"Les inégalités de santé ne sont pas une fatalité." C’est le titre d’une tribune signée dans le JDD par 18 maires* de grandes villes. "La France fait partie des pays où les inégalités sociales de mortalité et de santé sont les plus élevées en Europe occidentale, et la tendance n'est pas à la baisse. Le constat dressé ces dernières années par les instances de l'État est en complète incohérence avec la devise d'égalité de notre République", déplorent les élus.
L'indice d'obésité varie de 1 à 10 entre enfants de cadres et d'ouvriers
Les inégalités sociales et territoriales de santé demeurent en France à des niveaux élevés et commencent dès le plus jeune âge. Elles se traduisent chez les hommes par un écart de 13 ans de l’espérance de vie entre les plus aisés et les plus modestes et 8 ans pour les femmes. Pour les femmes sans aucun diplôme, le risque de mettre au monde un enfant de petit poids (moins de 2500 grammes) est 50% plus élevé que pour celles ayant le bac. En matière bucco-dentaire, moins de 2% des enfants de cadres ont au moins deux dents cariées non soignées, contre 11% des enfants d'ouvriers. En classe de CM2, l'indice d'obésité varie de 1 à 10 entre enfants de cadres et d'ouvriers.
Pour agir, "trois axes sont prioritaires à nos yeux", expliquent les maires : mesurer ces inégalités sur les territoires, décloisonner les interventions et former les professionnels. "Il faut rappeler que les leviers pour agir sont largement locaux. (…) Nous demandons la mise en place de moyens pour agir localement, de façon coordonnée et dans le respect de l'équité des territoires.

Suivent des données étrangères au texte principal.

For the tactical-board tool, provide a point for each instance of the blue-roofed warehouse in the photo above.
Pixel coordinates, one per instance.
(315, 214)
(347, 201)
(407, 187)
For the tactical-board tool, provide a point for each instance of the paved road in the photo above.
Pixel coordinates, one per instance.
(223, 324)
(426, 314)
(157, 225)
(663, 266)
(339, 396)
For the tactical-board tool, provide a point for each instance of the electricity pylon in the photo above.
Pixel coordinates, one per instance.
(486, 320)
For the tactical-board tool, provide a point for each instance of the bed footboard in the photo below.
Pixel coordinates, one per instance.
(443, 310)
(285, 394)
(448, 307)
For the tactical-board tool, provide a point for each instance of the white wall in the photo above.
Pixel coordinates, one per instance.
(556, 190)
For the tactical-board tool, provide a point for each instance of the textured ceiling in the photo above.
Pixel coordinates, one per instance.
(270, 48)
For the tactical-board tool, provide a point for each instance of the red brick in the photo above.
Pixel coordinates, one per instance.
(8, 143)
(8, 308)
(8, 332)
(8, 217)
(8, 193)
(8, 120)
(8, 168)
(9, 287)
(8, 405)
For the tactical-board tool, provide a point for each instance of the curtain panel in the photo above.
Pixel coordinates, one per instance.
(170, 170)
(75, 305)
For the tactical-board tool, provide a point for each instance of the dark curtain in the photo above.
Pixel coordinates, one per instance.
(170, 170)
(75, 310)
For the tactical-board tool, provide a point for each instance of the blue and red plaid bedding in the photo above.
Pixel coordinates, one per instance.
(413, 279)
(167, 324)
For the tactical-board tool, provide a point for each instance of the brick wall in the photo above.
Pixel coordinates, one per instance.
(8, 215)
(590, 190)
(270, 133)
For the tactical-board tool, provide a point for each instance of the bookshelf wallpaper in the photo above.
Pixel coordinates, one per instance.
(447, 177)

Il y va de la promesse d'égalité de notre République", poursuivent les élus, dont Anne Hidalgo à Paris, Jean-Claude Gaudin à Marseille ou l'ex-maire de Bordeaux Alain Juppé.
"La tendance est un peu à l'américanisation"
Les dernières données du CNOM indiquent en effet un accroissement des inégalités entre les départements les mieux lotis en termes de densité médicale. Les départements les moins bien pourvus comptent en effet désormais 1,6 fois moins de généralistes que les mieux lotis, contre 1,4 fois moins en 2010. L’écart s'avère encore plus important pour différentes autres professions, avec par exemple 2,6 fois moins d'ophtalmologues, 2,7 fois moins de psychiatres et 3,6 fois moins de dermatologues dans les zones les plus sous-dotées.
"La santé coûte cher aujourd'hui en France, mais c'est notre bien le plus précieux. Nous ne sommes évidemment pas les plus mauvais dans ce domaine-là au niveau national. Mais la tendance est un peu à l'américanisation. Cela consiste à dire : Donne-moi ta carte de crédit et puis je te soignerai. On n'en est pas tout à fait là, mais c'est ce qu'il faut éviter", conclut sur France Info le maire de Strasbourg Roland Ries.
*Nathalie Appéré, maire de Rennes ; Christophe Béchu, maire d'Angers ; Alain Bocquet, maire de Saint-Amand-les-Eaux ; Joël Bruneau, maire de Caen ; Olivier Carré, maire d'Orléans ; Gérard Collomb, maire de Lyon ; François Cuillandre, maire de Brest ; Jean-François Debat, maire de Bourg-en-Bresse ; Brigitte Fouré, maire d'Amiens ; Jean-Louis Fousseret, maire de Besançon ; Jean-Claude Gaudin, maire de Marseille ; Anne Hidalgo, maire de Paris ; Alain Juppé, maire de Bordeaux ; Michèle Lutz, maire de Mulhouse ; Eric Piolle, maire de Grenoble ; Roland Ries, maire de Strasbourg ; Johanna Rolland, maire de Nantes ; et Danielle Valéro, maire déléguée d'Evry. Ils demandent "la mise en place de moyens pour agir localement, de façon coordonnée et dans le respect de l’équité des territoires."